Give children a voice on matters sexual violence

A teacher with her pupils.

Photo credit: Photo I Pool

What you need to know:

  • My article, titled ‘Why women need to openly talk about sex’, elicited such strong reactions from readers.
  • While some readers agreed with my sentiments, some were vehemently opposed to them.

I know sex is a taboo topic in many conservative societies, but I never imagined that my article, titled ‘Why women need to openly talk about sex’, would elicit such strong reactions from readers.

While some readers agreed with my sentiments, some were vehemently opposed to them. And I consider that part and parcel of the job; not everyone has to agree with a columnist. It still baffles me, though, about how little the things I pontificate about, like justice, open-mindedness, and tolerance, have advanced in my three years of column-writing.

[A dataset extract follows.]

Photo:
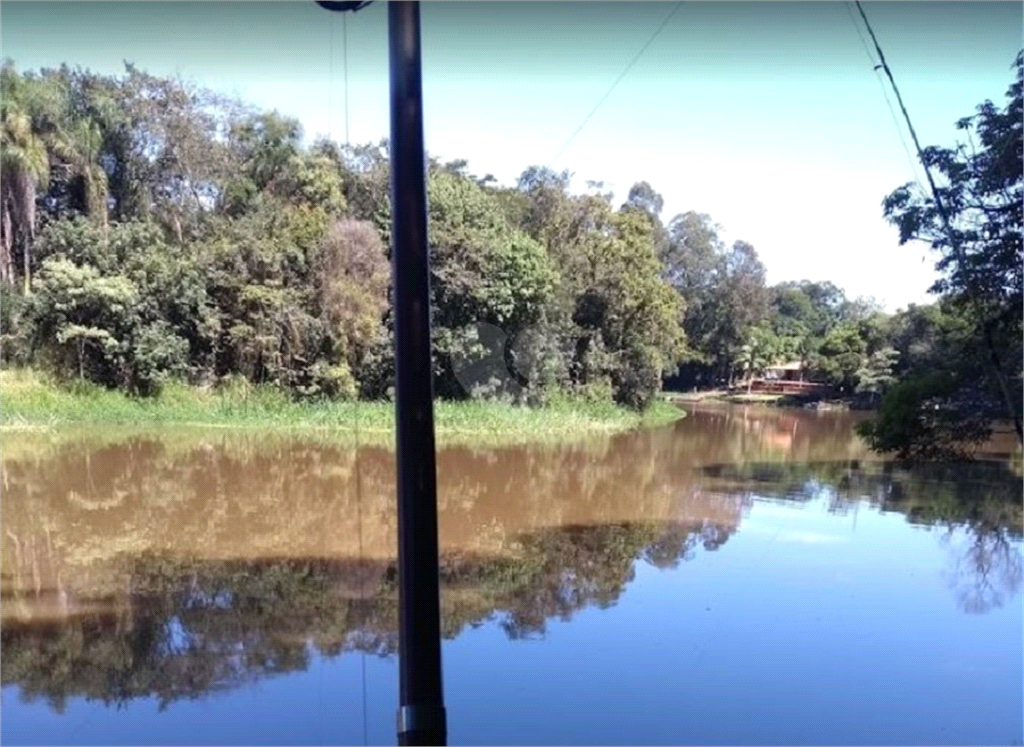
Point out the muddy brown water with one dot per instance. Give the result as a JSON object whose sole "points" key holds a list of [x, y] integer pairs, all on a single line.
{"points": [[743, 576]]}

I don’t write to change the world, but at the very least, I hope to flip a few perspectives. One perspective that I would consider myself successful if I flipped, was to lift off shame from conversations to do with sex and sexual violence.

Conversation

My daughter’s former school was open to such conversations. And while I would have preferred the exact biological terms to the use of the word “private parts”, I still applauded their willingness to teach children about them, and to compose a song to remind them that nobody should touch them.

“These are my private parts, and nobody should touch them,” they sung, while touching the said private parts for emphasis. The teachers taught us the song as well during orientation. The aim, the teachers said, was to sensitise the pupils to sexual violence in the early stages of their lives.

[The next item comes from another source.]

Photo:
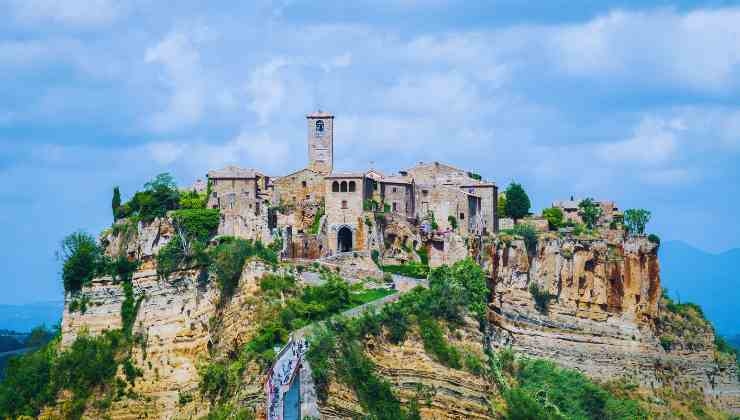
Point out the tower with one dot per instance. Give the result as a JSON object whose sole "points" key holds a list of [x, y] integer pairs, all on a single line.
{"points": [[320, 142]]}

A genius move, if you ask me, given how vulnerable boys and girls are to sexual violence right from the family level. There have been too many cases of nannies preying on little boys, of fathers preying on little girls, and doing all kinds of despicable things that children should never be exposed to.

This is also personal to me, as I was six years old when our class teacher touched me inappropriately many times. I did not have the language to report him to anybody, not even my mother, for teachers were demigods back then.

I never understood why he behaved this way until I was an adult and understood that sexual violence is about power. He had the power, and I didn’t.

I have often wondered about how differently my childhood would have turned out had I been empowered to speak out against such vile acts. Would I have been as compliant or as tolerant of the class teacher’s behaviour?

These thoughts cross my mind every time I hear about a case of violence against women and girls, as they are the ones who are overwhelmingly affected by gender-based violence (GBV).

If we catch them early, as early as nursery and primary school, perhaps women and girls would be less tolerant of touches, slaps, sexist and disparaging remarks, online violence, verbal, and emotional abuse that are often the ugly beginning of GBV.

What if we taught children to recognise sexism and sexual violence when it happened, and equipped them with the language to voice their thoughts against it?

This could easily be part of the curriculum, but that is a different debate altogether, given the opposition that proponents of sex education encountered for suggesting its implementation in schools.

As we mark 16 Days of Activism against GBV, running from November 25 to December 10, let’s consider ensuring that children have a voice, too. Ending violence against women and girls will take a whole generation’s effort. And our safest bet is to start with our little ones.